Deve tomar um suplemento de ómega 3?

Para além das fontes alimentares, um suplemento de óleo de peixe, de krill ou de algas pode fornecer EPA/DHA concentrado se a sua dieta não for suficiente. Procure marcas de qualidade com testes de pureza.
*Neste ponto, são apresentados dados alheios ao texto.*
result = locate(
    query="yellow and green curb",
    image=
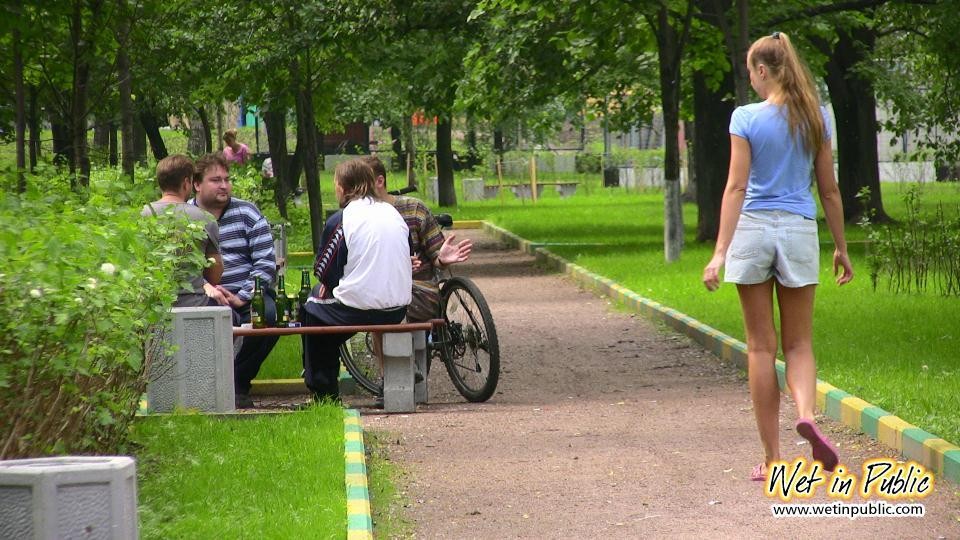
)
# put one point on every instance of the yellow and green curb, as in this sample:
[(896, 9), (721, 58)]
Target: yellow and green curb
[(359, 518), (914, 443)]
Principais conclusões sobre as conservas de atum e os ómega 3

  • O atum albacora enlatado fornece mais de 600 mg de ómega 3 EPA/DHA por porção de 3 onças.
  • Alguns ómega 3 perdem-se com o enlatamento, mas o atum mantém a maior parte do seu conteúdo original.
  • Misture o atum com alimentos ricos em ómega 3, como as nozes, o abacate e o salmão.
  • Dê prioridade aos peixes gordos, à linhaça, à chia e às nozes para uma ingestão óptima.
  • Os suplementos podem ajudar a obter uma ingestão adequada de EPA/DHA se a dieta for pobre em peixe.

Concluindo, o atum voador enlatado é uma excelente fonte de ácidos gordos anti-inflamatórios ómega 3 e fornece uma quantidade substancial de EPA/DHA, por isso aprecie-o regularmente como parte de uma dieta saudável e equilibrada, centrada em alimentos ricos em ómega 3.